Pourtant la lecture n'est pas rapide. La disposition des cases, très morcelées, offrent paradoxalement au récit une certaine vitesse tandis que les textes sont courts et très nombreux, parfois même métaphoriques. . Les sentiments sont oscultés, Nenehi dévoile son esprit limite bordélique. Ce qui ne facilitent pas la compréhension de l'histoire, mais distille un parfum presque vertigineux au lecteur entre léger érotisme et effort intellectuel.

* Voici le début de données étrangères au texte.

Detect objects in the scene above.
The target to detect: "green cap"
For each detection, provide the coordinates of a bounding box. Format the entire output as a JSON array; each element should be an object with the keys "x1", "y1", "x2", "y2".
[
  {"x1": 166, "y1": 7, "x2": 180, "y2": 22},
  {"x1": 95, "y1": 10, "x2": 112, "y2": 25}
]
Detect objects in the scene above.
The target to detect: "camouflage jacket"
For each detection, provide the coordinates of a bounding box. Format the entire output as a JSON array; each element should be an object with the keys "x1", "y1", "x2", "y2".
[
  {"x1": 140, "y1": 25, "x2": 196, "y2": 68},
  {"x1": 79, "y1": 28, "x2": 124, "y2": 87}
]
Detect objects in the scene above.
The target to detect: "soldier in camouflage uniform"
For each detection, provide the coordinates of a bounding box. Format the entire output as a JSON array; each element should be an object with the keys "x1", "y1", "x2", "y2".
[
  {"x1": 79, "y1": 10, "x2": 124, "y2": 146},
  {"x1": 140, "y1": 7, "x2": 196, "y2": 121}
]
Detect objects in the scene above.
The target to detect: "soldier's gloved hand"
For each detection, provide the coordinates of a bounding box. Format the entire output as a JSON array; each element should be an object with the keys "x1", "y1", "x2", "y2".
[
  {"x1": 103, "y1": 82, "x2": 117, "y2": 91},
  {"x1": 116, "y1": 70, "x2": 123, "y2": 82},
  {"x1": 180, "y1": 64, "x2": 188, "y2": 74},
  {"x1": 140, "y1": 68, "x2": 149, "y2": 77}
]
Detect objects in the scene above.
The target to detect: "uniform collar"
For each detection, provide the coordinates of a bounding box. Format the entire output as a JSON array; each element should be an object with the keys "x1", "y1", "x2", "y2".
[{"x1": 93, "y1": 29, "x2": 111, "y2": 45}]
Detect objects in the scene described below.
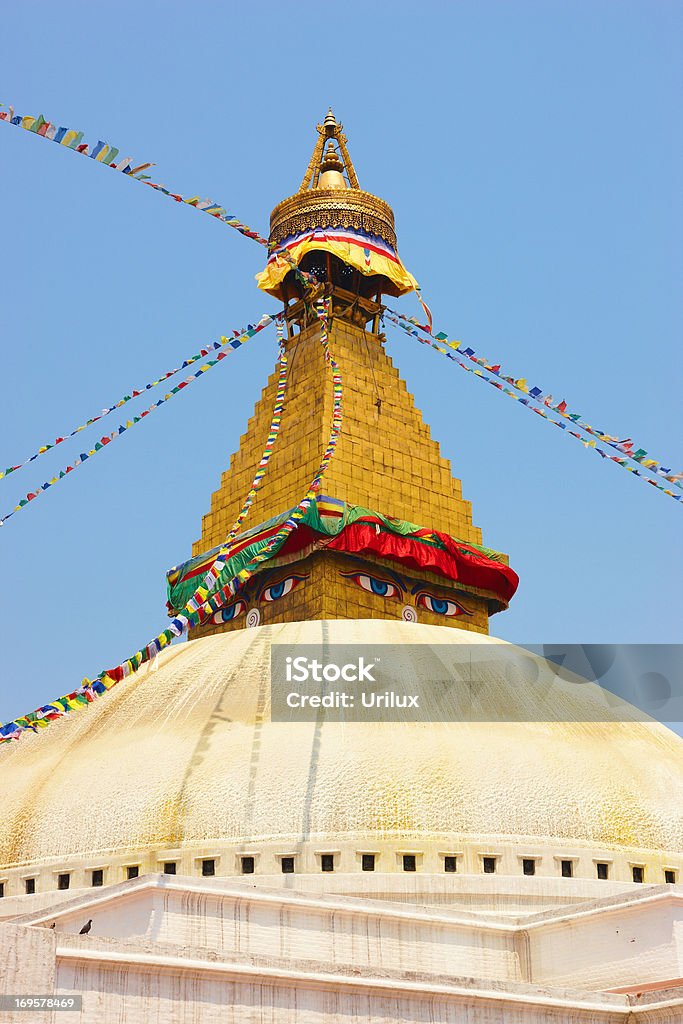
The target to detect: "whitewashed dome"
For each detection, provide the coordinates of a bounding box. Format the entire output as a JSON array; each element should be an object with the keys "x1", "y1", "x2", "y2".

Mais c'est elle le véritable moteur de l'histoire, les autres personnages ne font que graviter autour d'elle. Usagi est placide, taciturne, le classique du bad boy. Qui plus est il cache un drame, comme Nenehi d'ailleurs. Les personnages secondaires ne volent pas plus haut, on les effleure seulement et pourtant ils ne sont pas laissés pour compte. C'est tout en nuance, et témoigne d'une belle maîtrise du rythme car faire un aussi bon melting-pot de personnages en un laps de planches si court n'est pas donné à tout le monde.
Bref c'est un one-shot très classique dans le sens où Okazaki ne s'éloigne pas des codes du shôjô, bien qu'elle navigue sur un ton (presque) post-ado. Néanmoins, Bx divertit et enfin détend.